A parrot was in a pet shop with a string attached to each leg when a man walked in looking to buy a pet. A shopkeeper came over and started to try and sell him a dog when the man noticed the parrot. He asked what the strings were for and the shopkeeper replied, “Well, if you pull the right string the parrot says, ‘Polly wanna cracker’. If you pull the left string it says,
‘my name’s Sam’ “.

The man being of the inquisitive nature tried both and thought it was really neat, but was still curious. So he asked what
would happen if he pulled both strings, the parrot piped up,
“I’d fall off the perch, you idiot!!!”

Smart Dogs

Four men were bragging about how smart their dogs were.

The first man, an engineer, had a dog named “T-Square”. The second man, an accountant, had a dog named “Slide-Rule”. The third man, a chemist, had a dog called “Measure”. The fourth man was a Union member having a dog named “Coffee Break”.

To show off, the engineer called to his dog, “T-Square, do your stuff.” T-Square trotted over to a desk and, with a pen, promptly drew a circle, a square, and a triangle onto some paper.

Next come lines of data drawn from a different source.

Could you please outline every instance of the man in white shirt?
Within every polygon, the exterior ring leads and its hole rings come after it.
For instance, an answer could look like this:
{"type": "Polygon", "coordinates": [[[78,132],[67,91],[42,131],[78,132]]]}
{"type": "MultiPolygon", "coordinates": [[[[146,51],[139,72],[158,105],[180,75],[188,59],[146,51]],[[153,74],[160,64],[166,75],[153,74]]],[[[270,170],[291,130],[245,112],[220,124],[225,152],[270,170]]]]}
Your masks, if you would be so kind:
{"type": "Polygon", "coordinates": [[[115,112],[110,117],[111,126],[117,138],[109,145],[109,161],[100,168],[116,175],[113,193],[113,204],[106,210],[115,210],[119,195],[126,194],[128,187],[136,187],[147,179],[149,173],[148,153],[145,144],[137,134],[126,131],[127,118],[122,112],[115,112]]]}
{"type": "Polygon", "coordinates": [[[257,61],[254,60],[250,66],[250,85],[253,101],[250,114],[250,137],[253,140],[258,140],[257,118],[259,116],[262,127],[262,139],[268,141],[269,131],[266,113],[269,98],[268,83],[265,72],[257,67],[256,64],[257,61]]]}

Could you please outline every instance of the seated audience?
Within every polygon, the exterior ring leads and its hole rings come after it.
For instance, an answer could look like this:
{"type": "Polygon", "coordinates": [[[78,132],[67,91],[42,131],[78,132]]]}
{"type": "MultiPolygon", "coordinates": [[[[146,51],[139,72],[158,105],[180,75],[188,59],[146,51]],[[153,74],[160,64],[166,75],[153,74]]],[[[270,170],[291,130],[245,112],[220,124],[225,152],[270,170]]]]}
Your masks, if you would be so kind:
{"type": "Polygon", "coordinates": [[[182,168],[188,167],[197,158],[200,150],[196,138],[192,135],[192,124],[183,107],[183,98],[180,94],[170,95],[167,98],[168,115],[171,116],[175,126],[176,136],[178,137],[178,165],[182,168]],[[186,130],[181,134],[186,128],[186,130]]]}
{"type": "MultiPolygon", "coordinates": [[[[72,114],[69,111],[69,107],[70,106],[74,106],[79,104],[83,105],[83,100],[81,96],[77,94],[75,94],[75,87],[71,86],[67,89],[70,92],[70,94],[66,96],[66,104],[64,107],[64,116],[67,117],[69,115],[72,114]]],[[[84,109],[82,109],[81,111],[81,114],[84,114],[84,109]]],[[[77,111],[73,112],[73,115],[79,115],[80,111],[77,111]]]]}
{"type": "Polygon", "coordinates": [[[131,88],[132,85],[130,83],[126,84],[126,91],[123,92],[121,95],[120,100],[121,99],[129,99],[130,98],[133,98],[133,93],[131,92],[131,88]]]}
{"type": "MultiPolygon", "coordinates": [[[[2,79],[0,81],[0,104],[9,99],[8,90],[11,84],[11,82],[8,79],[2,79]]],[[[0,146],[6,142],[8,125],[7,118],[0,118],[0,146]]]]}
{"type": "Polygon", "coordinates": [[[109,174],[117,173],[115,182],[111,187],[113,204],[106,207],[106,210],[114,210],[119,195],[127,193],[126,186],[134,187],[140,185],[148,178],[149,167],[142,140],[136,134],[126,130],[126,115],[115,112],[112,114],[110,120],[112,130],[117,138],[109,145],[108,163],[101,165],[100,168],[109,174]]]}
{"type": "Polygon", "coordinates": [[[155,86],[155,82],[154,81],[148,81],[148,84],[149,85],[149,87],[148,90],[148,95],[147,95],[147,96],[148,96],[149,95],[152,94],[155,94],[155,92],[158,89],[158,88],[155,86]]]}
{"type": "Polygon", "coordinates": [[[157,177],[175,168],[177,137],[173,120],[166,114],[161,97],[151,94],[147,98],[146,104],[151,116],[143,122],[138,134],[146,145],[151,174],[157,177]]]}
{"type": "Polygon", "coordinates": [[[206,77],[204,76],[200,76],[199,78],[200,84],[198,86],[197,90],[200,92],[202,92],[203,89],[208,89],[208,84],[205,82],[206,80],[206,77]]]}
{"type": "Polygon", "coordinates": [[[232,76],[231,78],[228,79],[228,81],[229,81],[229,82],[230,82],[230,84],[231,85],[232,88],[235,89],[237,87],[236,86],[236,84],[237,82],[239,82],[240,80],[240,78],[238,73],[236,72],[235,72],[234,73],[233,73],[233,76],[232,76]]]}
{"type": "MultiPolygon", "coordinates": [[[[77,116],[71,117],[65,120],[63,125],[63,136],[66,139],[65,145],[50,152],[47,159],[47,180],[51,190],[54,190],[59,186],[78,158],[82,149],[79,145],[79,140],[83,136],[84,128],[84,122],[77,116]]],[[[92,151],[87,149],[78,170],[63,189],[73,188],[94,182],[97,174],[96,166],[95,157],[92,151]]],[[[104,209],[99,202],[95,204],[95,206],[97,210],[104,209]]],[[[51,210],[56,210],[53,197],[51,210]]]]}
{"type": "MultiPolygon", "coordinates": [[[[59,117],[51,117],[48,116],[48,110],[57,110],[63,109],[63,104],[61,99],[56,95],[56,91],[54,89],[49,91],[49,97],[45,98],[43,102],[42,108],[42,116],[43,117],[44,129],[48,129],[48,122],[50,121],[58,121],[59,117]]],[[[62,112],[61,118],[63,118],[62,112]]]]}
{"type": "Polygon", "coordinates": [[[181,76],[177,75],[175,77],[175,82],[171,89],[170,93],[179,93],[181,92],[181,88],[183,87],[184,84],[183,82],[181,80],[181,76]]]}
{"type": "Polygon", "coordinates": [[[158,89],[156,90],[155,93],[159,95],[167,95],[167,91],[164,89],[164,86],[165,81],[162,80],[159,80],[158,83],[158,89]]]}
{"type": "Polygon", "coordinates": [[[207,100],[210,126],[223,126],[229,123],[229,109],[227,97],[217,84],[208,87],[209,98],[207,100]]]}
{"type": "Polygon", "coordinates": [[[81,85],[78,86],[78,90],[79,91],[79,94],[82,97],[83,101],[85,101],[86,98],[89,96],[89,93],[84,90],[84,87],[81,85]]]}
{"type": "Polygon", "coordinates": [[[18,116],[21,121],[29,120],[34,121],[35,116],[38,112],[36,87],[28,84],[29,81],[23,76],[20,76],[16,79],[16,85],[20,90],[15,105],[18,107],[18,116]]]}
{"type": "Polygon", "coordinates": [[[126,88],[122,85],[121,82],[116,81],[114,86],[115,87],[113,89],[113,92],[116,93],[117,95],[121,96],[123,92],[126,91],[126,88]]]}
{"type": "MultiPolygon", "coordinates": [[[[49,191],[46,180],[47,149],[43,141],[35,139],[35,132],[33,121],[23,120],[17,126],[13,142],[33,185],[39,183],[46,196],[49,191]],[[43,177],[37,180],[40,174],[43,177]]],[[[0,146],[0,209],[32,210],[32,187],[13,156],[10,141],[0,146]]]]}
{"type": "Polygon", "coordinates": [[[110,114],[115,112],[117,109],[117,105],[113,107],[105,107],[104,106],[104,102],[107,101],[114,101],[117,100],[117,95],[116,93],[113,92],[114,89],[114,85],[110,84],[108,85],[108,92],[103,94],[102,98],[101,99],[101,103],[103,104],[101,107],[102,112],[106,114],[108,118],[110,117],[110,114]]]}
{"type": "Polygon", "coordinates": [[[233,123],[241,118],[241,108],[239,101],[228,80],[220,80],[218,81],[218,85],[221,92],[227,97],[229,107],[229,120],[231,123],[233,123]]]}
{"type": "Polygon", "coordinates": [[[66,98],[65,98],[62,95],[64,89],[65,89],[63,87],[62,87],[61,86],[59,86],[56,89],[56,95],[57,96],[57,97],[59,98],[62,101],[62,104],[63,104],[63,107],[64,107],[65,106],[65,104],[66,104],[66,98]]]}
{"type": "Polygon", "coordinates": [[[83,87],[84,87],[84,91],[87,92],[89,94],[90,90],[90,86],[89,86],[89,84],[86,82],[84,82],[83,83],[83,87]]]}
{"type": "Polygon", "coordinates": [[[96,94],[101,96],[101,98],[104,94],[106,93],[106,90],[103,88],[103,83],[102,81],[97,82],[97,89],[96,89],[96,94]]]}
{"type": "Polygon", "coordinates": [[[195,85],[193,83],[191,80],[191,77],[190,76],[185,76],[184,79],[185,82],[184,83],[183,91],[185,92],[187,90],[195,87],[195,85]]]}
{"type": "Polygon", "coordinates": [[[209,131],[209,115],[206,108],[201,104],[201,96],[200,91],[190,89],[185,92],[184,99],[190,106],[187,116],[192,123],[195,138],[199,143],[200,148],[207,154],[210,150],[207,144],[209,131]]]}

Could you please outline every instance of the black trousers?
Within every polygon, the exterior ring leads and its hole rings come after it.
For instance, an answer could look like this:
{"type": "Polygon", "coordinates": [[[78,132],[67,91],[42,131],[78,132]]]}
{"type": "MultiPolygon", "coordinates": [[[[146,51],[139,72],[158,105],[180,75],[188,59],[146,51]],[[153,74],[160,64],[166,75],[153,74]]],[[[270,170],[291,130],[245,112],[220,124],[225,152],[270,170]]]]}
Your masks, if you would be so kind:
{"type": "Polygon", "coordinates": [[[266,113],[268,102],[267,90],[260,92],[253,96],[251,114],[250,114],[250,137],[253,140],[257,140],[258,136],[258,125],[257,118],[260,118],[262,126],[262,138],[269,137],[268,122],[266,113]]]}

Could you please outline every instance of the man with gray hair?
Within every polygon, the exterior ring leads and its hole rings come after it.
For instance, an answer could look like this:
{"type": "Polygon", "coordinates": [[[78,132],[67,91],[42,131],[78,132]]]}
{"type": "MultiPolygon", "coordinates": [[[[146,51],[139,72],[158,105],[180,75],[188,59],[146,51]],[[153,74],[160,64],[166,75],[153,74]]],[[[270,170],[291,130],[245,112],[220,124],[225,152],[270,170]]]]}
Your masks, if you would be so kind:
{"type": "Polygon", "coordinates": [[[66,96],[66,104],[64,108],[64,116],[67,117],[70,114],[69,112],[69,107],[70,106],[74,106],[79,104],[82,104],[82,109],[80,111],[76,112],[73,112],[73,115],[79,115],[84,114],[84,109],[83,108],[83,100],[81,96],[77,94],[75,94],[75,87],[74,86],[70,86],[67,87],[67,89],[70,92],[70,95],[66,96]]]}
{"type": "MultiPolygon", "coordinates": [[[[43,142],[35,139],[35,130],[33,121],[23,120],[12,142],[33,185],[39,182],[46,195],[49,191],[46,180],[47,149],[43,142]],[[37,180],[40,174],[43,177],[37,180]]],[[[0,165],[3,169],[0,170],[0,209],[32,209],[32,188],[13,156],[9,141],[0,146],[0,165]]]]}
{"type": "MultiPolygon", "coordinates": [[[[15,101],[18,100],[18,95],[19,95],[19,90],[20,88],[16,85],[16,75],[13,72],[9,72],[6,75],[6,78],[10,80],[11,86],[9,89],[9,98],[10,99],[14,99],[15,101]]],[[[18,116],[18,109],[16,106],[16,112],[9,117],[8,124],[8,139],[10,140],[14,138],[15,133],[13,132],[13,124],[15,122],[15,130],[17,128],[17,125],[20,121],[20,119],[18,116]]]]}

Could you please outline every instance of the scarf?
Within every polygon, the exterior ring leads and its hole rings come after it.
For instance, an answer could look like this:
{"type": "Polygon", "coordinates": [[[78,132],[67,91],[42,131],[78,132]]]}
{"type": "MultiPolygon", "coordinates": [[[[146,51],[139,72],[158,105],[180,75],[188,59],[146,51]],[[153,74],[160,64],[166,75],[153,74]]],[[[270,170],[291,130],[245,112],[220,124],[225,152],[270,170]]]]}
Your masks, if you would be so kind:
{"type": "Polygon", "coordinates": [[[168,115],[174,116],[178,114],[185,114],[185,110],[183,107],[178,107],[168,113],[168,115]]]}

Everyone agreed that was pretty good. The accountant, though, insisted his dog could do better. He called his dog and said, “Slide Rule, do your stuff.”

Slide Rule went out into the kitchen and returned with a dozen cookies. He proceeded to divide the cookies into four equal piles of three each.

Everyone agreed that too was pretty good. The chemist, though, proclaimed that his dog could do even better. He called his dog and said, “Measure, do your stuff.” Measure got up, walked over to the fridge, took out a quart of milk, got a ten-ounce glass from the cupboard, and then poured exactly eight ounces into the glass without spilling a drop.

Everyone agreed that was pretty good, as well. Then, they all turned to the Union member and said, “Hey, pal, what can your dog do?” The Union member stood up, called his dog, and said, “Coffee Break, do your stuff.”

Coffee Break jumped to his feet, ate the cookies, drank the milk, shit on the paper, screwed the other three dogs, claimed he’d injured his back while doing so, filed a grievance report for unsafe working conditions, put in for Workers’ Compensation, and then went home on sick leave.